Additionally, the application allowed staff to enter test questions into a
test question databank, ensuring the questions (stem, answer, and distractors)
were all in accordance with stated objectives, proper testing protocols, and
school guidance. When it was time to generate a test, the computer would
automatically generate a specified number of questions for each objective by
random selection from the databank, and would print the master copy of the
test and the teacher's answer sheet the morning the test was to be
administered. The application then directly interfaced with a Scantron 5200 to
automatically read in the students' answer sheets and score their tests.

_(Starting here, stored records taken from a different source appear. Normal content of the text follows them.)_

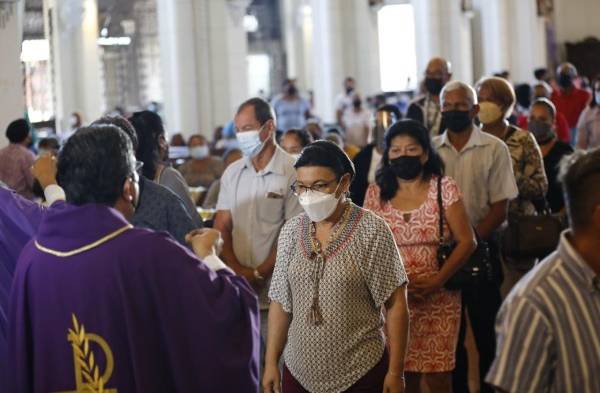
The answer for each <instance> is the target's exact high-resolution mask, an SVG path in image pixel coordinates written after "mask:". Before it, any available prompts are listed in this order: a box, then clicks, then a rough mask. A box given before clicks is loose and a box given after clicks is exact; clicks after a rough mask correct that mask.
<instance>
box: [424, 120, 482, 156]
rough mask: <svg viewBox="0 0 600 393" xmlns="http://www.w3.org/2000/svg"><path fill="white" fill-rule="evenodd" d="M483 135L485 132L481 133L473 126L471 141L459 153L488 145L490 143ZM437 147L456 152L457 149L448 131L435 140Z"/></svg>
mask: <svg viewBox="0 0 600 393" xmlns="http://www.w3.org/2000/svg"><path fill="white" fill-rule="evenodd" d="M482 133H483V131H481V130H480V129H479V127H477V126H475V125H473V131H471V136H470V137H469V141H468V142H467V144H466V145H465V147H463V148H462V150H461V151H457V153H458V154H462V153H464V152H465V151H467V150H469V149H471V148H474V147H477V146H486V145H488V144H489V143H490V142H489V141H488V140H487V138H484V137H483V134H482ZM435 147H436V148H438V149H439V148H442V147H447V148H449V149H452V150H454V151H456V148H455V147H454V145H453V144H452V143H451V142H450V138H449V137H448V130H446V131H444V133H443V134H442V135H440V137H439V138H437V139H436V140H435Z"/></svg>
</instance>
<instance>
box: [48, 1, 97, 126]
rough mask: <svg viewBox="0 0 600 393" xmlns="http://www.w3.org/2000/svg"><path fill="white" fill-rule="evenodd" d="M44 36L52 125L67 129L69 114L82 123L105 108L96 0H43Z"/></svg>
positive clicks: (68, 119) (89, 118) (93, 119)
mask: <svg viewBox="0 0 600 393" xmlns="http://www.w3.org/2000/svg"><path fill="white" fill-rule="evenodd" d="M44 14H45V24H46V36H47V37H49V39H50V61H51V69H52V75H53V83H54V88H55V91H54V92H55V101H56V105H55V108H56V127H57V132H58V133H59V134H60V133H61V132H64V131H66V130H68V129H69V118H70V115H71V113H73V112H79V113H81V115H82V121H83V123H84V124H86V123H90V122H92V121H94V120H95V119H97V118H98V117H100V116H101V115H102V114H103V113H104V112H105V110H106V108H105V102H104V91H103V82H102V78H103V77H102V66H101V61H100V49H99V48H98V43H97V40H98V4H97V2H96V0H44Z"/></svg>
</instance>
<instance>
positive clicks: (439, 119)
mask: <svg viewBox="0 0 600 393" xmlns="http://www.w3.org/2000/svg"><path fill="white" fill-rule="evenodd" d="M451 78H452V73H451V65H450V62H449V61H447V60H446V59H442V58H441V57H435V58H433V59H431V60H430V61H429V63H428V64H427V68H426V69H425V81H424V87H425V91H426V92H425V95H424V96H422V97H419V98H417V99H416V100H414V101H413V102H412V103H411V104H410V105H409V107H408V111H407V112H406V117H407V118H408V119H413V120H416V121H419V122H421V123H422V124H423V125H424V126H425V128H427V129H428V130H429V133H430V135H431V136H436V135H439V134H440V133H441V132H443V131H444V129H445V125H444V124H443V120H442V116H441V109H440V92H441V91H442V88H443V87H444V85H445V84H446V83H448V81H449V80H450V79H451Z"/></svg>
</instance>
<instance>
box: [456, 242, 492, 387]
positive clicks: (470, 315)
mask: <svg viewBox="0 0 600 393" xmlns="http://www.w3.org/2000/svg"><path fill="white" fill-rule="evenodd" d="M490 254H491V256H492V261H493V263H492V265H493V267H494V277H495V280H494V281H493V282H487V283H485V284H482V285H479V286H476V287H472V288H468V289H465V290H463V291H462V304H463V307H462V316H461V324H460V331H459V335H458V345H457V346H456V367H455V368H454V371H453V372H452V389H453V392H454V393H468V392H469V386H468V370H469V365H468V361H467V350H466V349H465V345H464V343H465V335H466V330H467V329H466V328H467V327H466V319H465V310H467V311H468V315H469V321H470V322H471V328H472V329H473V336H474V338H475V345H476V346H477V352H479V377H480V381H481V393H494V389H493V388H492V387H491V386H490V385H488V384H486V383H484V379H485V375H486V374H487V372H488V370H489V369H490V366H491V365H492V362H493V361H494V357H495V356H496V332H495V322H496V314H497V313H498V310H499V309H500V305H501V304H502V296H501V295H500V284H501V282H502V279H503V275H502V268H501V266H500V257H499V255H500V250H499V249H498V246H497V243H495V242H494V243H491V244H490Z"/></svg>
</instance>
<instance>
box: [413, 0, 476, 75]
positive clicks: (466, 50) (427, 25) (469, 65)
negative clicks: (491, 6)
mask: <svg viewBox="0 0 600 393" xmlns="http://www.w3.org/2000/svg"><path fill="white" fill-rule="evenodd" d="M412 4H413V6H414V7H415V24H416V30H417V31H416V33H417V37H416V40H417V67H418V69H419V72H420V73H421V75H422V72H423V70H425V67H426V65H427V62H428V61H429V59H431V58H432V57H437V56H442V57H444V58H446V59H447V60H449V61H450V62H451V63H452V73H453V79H457V80H461V81H463V82H466V83H472V82H473V51H472V48H471V46H472V43H471V16H470V14H469V13H465V12H463V11H462V10H461V5H460V2H459V1H447V0H412Z"/></svg>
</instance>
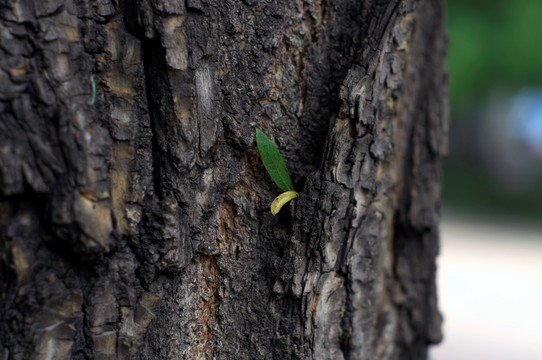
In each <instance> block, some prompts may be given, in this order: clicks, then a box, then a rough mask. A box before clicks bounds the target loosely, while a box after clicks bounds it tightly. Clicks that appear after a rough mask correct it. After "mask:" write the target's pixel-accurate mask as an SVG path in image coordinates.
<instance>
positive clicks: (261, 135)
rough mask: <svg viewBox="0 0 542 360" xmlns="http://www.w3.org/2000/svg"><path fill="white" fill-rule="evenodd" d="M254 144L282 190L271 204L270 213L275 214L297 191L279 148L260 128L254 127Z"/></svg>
mask: <svg viewBox="0 0 542 360" xmlns="http://www.w3.org/2000/svg"><path fill="white" fill-rule="evenodd" d="M256 145H257V146H258V150H259V152H260V157H261V158H262V161H263V164H264V166H265V169H266V170H267V172H268V173H269V175H270V176H271V179H273V181H274V182H275V183H276V184H277V186H278V187H279V188H281V189H282V190H284V192H283V193H282V194H280V195H279V196H277V197H276V198H275V200H273V203H272V204H271V214H273V215H276V214H277V213H278V212H279V211H280V209H282V207H283V206H284V205H285V204H286V203H287V202H288V201H290V200H292V199H295V198H296V197H297V191H295V190H294V185H293V184H292V180H291V179H290V174H288V170H287V169H286V164H284V159H283V158H282V156H281V155H280V152H279V150H278V149H277V147H276V146H275V144H273V142H272V141H271V140H269V138H268V137H267V136H265V134H264V133H263V132H262V131H261V130H260V129H256Z"/></svg>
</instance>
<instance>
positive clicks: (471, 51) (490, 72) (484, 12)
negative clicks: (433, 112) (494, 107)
mask: <svg viewBox="0 0 542 360" xmlns="http://www.w3.org/2000/svg"><path fill="white" fill-rule="evenodd" d="M446 11H447V16H446V17H447V19H446V28H447V31H448V34H449V39H450V40H449V44H448V55H447V61H446V66H447V68H448V72H449V74H450V82H449V96H450V106H451V109H452V113H456V112H457V111H458V110H460V109H462V108H466V107H469V106H471V105H474V104H476V103H478V102H479V101H480V100H481V99H482V98H483V97H484V95H485V94H487V92H488V91H490V90H493V89H501V90H517V89H520V88H522V87H525V86H530V85H533V86H534V85H540V84H542V1H541V0H446Z"/></svg>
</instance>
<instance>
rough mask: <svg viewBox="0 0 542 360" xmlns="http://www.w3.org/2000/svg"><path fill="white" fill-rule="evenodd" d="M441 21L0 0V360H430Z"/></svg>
mask: <svg viewBox="0 0 542 360" xmlns="http://www.w3.org/2000/svg"><path fill="white" fill-rule="evenodd" d="M442 11H443V10H442V4H441V1H437V0H432V1H429V0H427V1H425V0H424V1H415V0H403V1H399V0H367V1H361V0H341V1H325V0H304V1H301V0H297V1H293V0H275V1H271V0H245V1H237V0H235V1H234V0H223V1H207V0H186V1H184V0H92V1H82V0H80V1H75V0H67V1H64V0H62V1H61V0H40V1H30V0H28V1H27V0H11V1H6V0H2V1H0V194H1V195H0V251H1V255H0V359H59V360H60V359H212V358H216V359H423V358H425V357H426V354H427V347H428V345H429V344H431V343H435V342H438V341H439V339H440V337H441V334H440V321H441V318H440V315H439V313H438V310H437V306H436V296H435V293H436V291H435V257H436V255H437V252H438V231H437V224H438V220H439V191H440V190H439V189H440V188H439V182H440V158H441V156H442V155H443V153H444V152H445V148H446V142H445V139H446V111H445V106H444V97H445V96H444V95H445V94H444V86H445V81H446V80H445V78H446V77H445V74H444V71H443V57H444V47H445V37H444V35H443V30H442V22H443V14H442ZM91 76H93V79H94V80H95V83H96V87H97V89H96V99H95V102H94V104H92V105H91V104H89V103H90V100H91V97H92V94H91V89H92V84H91ZM255 127H259V128H260V129H262V130H263V131H264V132H265V133H266V134H267V135H268V136H270V138H272V139H274V141H275V142H276V143H277V144H278V146H279V148H280V150H281V152H282V153H283V155H284V157H285V159H286V163H287V166H288V167H289V169H290V171H291V173H292V177H293V181H294V184H295V187H296V190H298V191H299V192H300V197H299V198H298V199H296V200H294V201H293V202H292V203H291V204H290V205H288V206H287V207H286V208H284V209H283V210H282V211H281V213H280V214H279V215H278V216H276V217H274V216H272V215H271V213H270V211H269V205H270V203H271V201H272V200H273V198H274V197H275V196H276V195H278V194H279V189H278V188H277V187H276V186H275V185H274V184H273V183H272V181H271V179H270V178H269V176H268V175H267V174H266V172H265V169H264V167H263V165H262V163H261V161H260V159H259V155H258V152H257V149H256V148H255V140H254V128H255Z"/></svg>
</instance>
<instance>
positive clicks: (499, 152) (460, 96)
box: [430, 0, 542, 360]
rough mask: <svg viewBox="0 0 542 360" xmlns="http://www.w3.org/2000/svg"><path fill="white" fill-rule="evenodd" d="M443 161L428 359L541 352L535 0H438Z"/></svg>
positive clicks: (540, 252) (540, 282)
mask: <svg viewBox="0 0 542 360" xmlns="http://www.w3.org/2000/svg"><path fill="white" fill-rule="evenodd" d="M445 3H446V11H447V23H446V27H447V31H448V35H449V44H448V57H447V63H446V66H447V69H448V72H449V100H450V111H451V124H450V155H449V157H448V159H447V160H446V161H445V163H444V178H443V220H442V224H441V255H440V257H439V259H438V265H439V269H438V282H439V300H440V307H441V311H442V312H443V315H444V327H443V331H444V336H445V338H444V341H443V343H442V344H440V345H438V346H436V347H434V348H433V349H432V350H431V355H430V358H431V359H432V360H450V359H462V360H470V359H477V360H478V359H491V360H499V359H503V360H504V359H514V360H516V359H522V360H530V359H533V360H535V359H536V360H540V359H542V0H446V1H445Z"/></svg>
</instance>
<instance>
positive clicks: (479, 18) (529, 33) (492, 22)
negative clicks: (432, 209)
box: [443, 0, 542, 221]
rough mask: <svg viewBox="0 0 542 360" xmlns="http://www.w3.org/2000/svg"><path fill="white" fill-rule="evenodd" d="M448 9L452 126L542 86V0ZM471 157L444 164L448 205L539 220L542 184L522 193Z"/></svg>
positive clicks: (515, 1)
mask: <svg viewBox="0 0 542 360" xmlns="http://www.w3.org/2000/svg"><path fill="white" fill-rule="evenodd" d="M445 4H446V12H447V14H446V28H447V31H448V35H449V43H448V54H447V59H446V67H447V69H448V73H449V76H450V77H449V87H448V93H449V100H450V109H451V112H452V121H455V122H457V121H458V120H459V118H460V116H462V119H463V120H465V121H466V122H473V121H477V120H479V119H477V118H476V117H474V114H475V113H474V112H473V109H474V108H476V107H477V106H478V105H480V104H482V103H483V102H484V101H486V100H487V99H488V97H489V95H490V94H491V93H495V92H499V93H505V94H514V93H516V92H517V91H519V90H520V89H522V88H525V87H541V86H542V0H445ZM465 115H466V116H465ZM471 125H472V124H471ZM470 158H471V159H470V160H472V161H469V160H468V159H466V158H465V157H464V155H463V157H458V156H457V154H455V153H454V149H453V148H452V153H451V154H450V158H449V159H447V160H446V161H445V163H444V179H443V203H444V206H446V207H448V208H450V207H451V208H456V209H457V210H461V211H467V212H468V211H474V212H483V213H493V214H505V215H511V216H515V217H520V218H522V219H532V220H537V221H539V219H540V218H541V217H542V205H541V204H542V184H540V186H535V187H534V188H532V189H531V190H529V191H523V192H521V191H517V189H509V188H507V187H505V186H503V185H502V184H501V183H500V182H499V181H498V179H496V178H494V177H493V175H491V174H490V173H489V172H488V171H487V168H485V167H484V166H482V165H483V164H481V163H480V162H477V159H476V158H475V157H473V156H471V157H470Z"/></svg>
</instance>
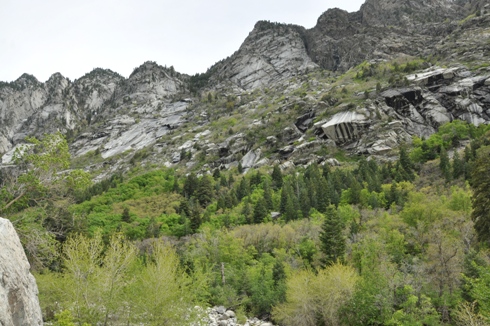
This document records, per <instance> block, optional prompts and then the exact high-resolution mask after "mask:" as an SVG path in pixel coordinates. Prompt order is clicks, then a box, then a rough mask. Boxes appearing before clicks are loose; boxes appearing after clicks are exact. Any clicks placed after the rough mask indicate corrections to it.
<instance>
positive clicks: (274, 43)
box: [215, 21, 318, 89]
mask: <svg viewBox="0 0 490 326" xmlns="http://www.w3.org/2000/svg"><path fill="white" fill-rule="evenodd" d="M317 67H318V65H316V64H315V63H314V62H313V61H312V60H311V58H310V57H309V56H308V53H307V50H306V44H305V29H304V28H303V27H300V26H295V25H285V24H276V23H270V22H266V21H260V22H258V23H257V24H256V25H255V27H254V29H253V31H252V32H251V33H250V35H249V36H248V37H247V38H246V40H245V42H244V43H243V44H242V46H241V47H240V49H239V50H238V51H237V52H236V53H235V54H233V55H232V56H231V57H230V58H229V59H227V60H225V61H224V62H223V63H222V64H220V65H219V67H218V69H217V73H216V77H215V78H217V79H226V80H229V81H231V82H233V83H235V84H236V85H238V86H239V87H241V88H244V89H253V88H257V87H260V86H266V85H268V84H270V83H274V82H278V81H281V80H284V79H286V78H290V77H291V76H294V75H296V74H299V73H304V72H305V71H308V70H309V69H310V70H311V69H315V68H317Z"/></svg>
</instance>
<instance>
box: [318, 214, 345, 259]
mask: <svg viewBox="0 0 490 326" xmlns="http://www.w3.org/2000/svg"><path fill="white" fill-rule="evenodd" d="M344 228H345V226H344V223H343V221H342V219H341V217H340V215H339V214H338V212H337V210H336V209H335V206H333V205H330V206H328V207H327V210H326V212H325V221H324V222H323V225H322V232H321V233H320V249H321V251H322V253H323V255H324V258H323V259H322V264H323V266H328V265H331V264H333V263H335V262H337V261H340V262H343V261H344V254H345V246H346V244H345V238H344V235H343V231H344Z"/></svg>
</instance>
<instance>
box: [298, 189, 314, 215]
mask: <svg viewBox="0 0 490 326" xmlns="http://www.w3.org/2000/svg"><path fill="white" fill-rule="evenodd" d="M299 205H300V208H301V213H302V215H303V217H308V216H309V215H310V209H311V205H310V197H309V196H308V192H307V190H306V188H303V189H301V194H300V197H299Z"/></svg>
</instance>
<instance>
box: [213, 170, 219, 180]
mask: <svg viewBox="0 0 490 326" xmlns="http://www.w3.org/2000/svg"><path fill="white" fill-rule="evenodd" d="M213 178H214V180H218V179H220V178H221V172H220V171H219V169H218V168H216V169H214V171H213Z"/></svg>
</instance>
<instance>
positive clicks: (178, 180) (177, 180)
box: [172, 175, 180, 193]
mask: <svg viewBox="0 0 490 326" xmlns="http://www.w3.org/2000/svg"><path fill="white" fill-rule="evenodd" d="M172 191H174V192H176V193H179V192H180V185H179V178H177V176H175V175H174V184H173V185H172Z"/></svg>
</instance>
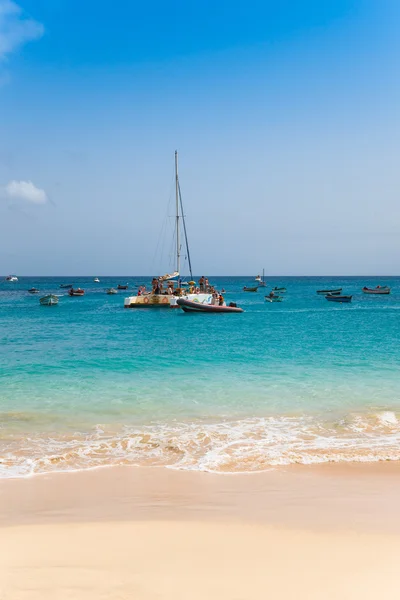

It
would then print out student score reports, identifying students either by
name or by Social Security Number (user selectable), and printed the proper
score sheets for each home classroom. Additionally, the application performed
advanced testing analysis on each test, keeping cumulative scores for all
tests, so as to identify which questions were most effective and which were
always missed by students. Test effectiveness reports can be printed at any
time.
Results: Prior to this program, it took three people two days to
generate each mix session; the computer would do this automatically in about
two minutes. Before this program, tests had to be constructed manually, graded
manually, it required significant effort to produce a test analysis
for each test, and there were no cumulative analyses at all. The program
allowed tests to be produced in about ten minutes, graded for the entire
class (usually about 100 students) in about five minutes, and performed
test analyses immediately after test grading.